I don’t have time to do a serious blog entry, but I would just note that Jerry Coyne has been blogging Behe’s QRB paper, and the scandalous abuse of it by ID proponents (well, I’m sure the abuse was intended by Behe, but what he could actually establish in a peer-reviewed paper does not support even a smidgen the claims that Behe and other ID fans are making about the paper on the blogs).

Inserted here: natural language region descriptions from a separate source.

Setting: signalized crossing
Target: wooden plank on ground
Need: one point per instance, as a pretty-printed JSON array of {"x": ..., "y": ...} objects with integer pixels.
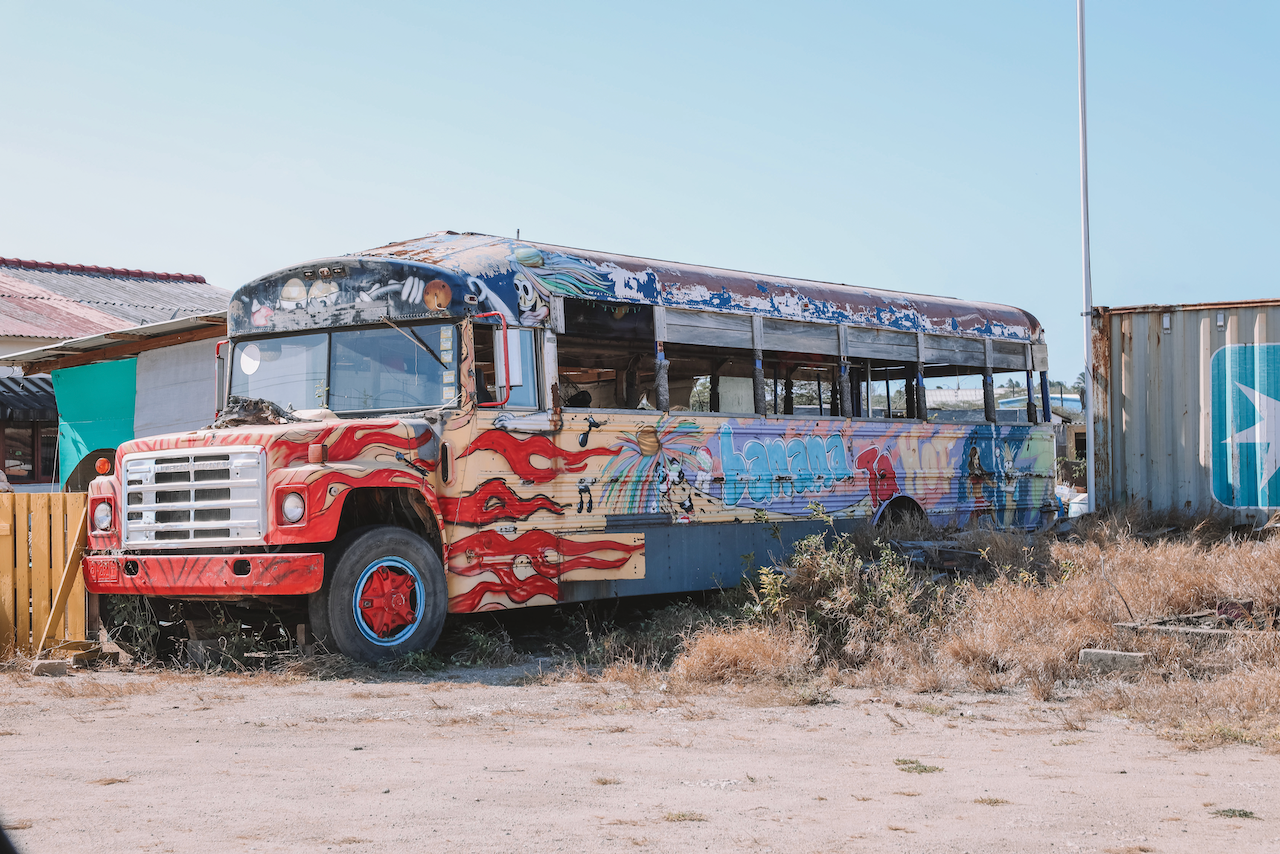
[
  {"x": 8, "y": 585},
  {"x": 56, "y": 557},
  {"x": 41, "y": 566},
  {"x": 22, "y": 571},
  {"x": 53, "y": 626},
  {"x": 77, "y": 606}
]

In the latest thread, Paul Nelson popped up with another promise for another piece explaining why something that’s obviously wrong is actually reasonable (in this case, why ID advocates are allowed to disdainfully ignore the massive evidence that gene duplication + divergence is the main source of new genes with new functions, and why they are allowed to claim that the origin of new functional sequence is a big problem, when in fact it’s basically a solved problem, with the answer – gene duplication + divergence – known across biology, tested and verified in numerous different ways, and written down for beginners in the textbooks). We’ll see if he ever comes up with it. But in the meantime, here are a few irate comments from me:

Post #1:


What Jerry said. Ignoring the massive evidence that gene duplication + divergence is the main source of new “information” = one is a traditional, very silly, creationist hack who will be dismissed as a crank and who will deserve it.

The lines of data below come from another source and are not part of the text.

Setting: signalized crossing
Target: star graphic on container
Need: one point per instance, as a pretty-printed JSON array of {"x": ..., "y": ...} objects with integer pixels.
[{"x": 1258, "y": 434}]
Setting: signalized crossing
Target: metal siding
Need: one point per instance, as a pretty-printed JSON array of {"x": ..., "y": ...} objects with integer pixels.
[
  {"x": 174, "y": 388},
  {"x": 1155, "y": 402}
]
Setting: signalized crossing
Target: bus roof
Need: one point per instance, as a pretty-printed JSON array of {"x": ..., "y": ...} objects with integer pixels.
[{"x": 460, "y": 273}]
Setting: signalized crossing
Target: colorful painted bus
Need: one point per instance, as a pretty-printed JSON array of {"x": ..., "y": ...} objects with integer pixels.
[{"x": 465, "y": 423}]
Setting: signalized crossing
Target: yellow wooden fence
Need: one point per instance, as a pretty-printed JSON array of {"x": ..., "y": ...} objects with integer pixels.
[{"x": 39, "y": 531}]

Basically what Behe and his fans are doing by ignoring this obvious, long-known, long-the-dominant-explanation-in-standard-textbook-theory, extremely-well-tested explanation for the origin of new “information” is the equivalent of going to Kansas, observing that the Earth looks flat in their arbitrarily selected extremely limited observational domain, and then concluding that the Earth is probably flat, and then petulantly insisting that the world is flat unless someone can show them that the Earth isn’t flat by direct observation, while never allowing observations that involve something broader than the view from the ground in Kansas.

I vote we dub this kind of thing – stubbornly ignoring obviously relevant evidence, and obsessive focus on one very narrow kind of evidence as the only good evidence – as “Behe’s Blinders”.

(All that said, consider:

  1. Mainstream theory says gene duplication + modification of a copy is basically the main source of new genes with new functions.

  2. Behe reviews many experiments in which adaptive (even better than neutral spread!) gene duplications are observed in very short-term, very-simple experimental situations.

  3. Behe reviews many experiments in which genes successfully change function (e.g. new substrates, even to human-created xenobiotic compounds not before seen in nature) through point mutations, observations again made even in very short-term, very-simple experimental situations.

  4. Behe concludes we should be skeptical of gene duplication + modification as an explanation of new genes.

This is the only appropriate reaction when confronted with that sort of silliness:

Post #2:

Paul Nelson writes:

“Just to be sure: NO experimental studies have been done in eukaryotes on the origin of what Behe calls FCTs?”

Yeah, no, there is a bunch of stuff with yeasts. Especially because of industrial uses with fermentation, ethanol production for biofuels (and drinking) etc. This one is a classic, long-mentioned on e.g. talkorigins…as far as I can tell it even meets the “new coding sequence” requirement as well:

Yeast was put in a medium with very little sugar. After 450 generations, hexose transport genes had duplicated several times, and some of the duplicated versions had mutated further. (Brown et al. 1998) […]

Brown, C. J., K. M. Todd and R. F. Rosenzweig, 1998. Multiple duplications of yeast hexose transport genes in response to selection in a glucose-limited environment. Molecular Biology and Evolution 15(8): 931-942.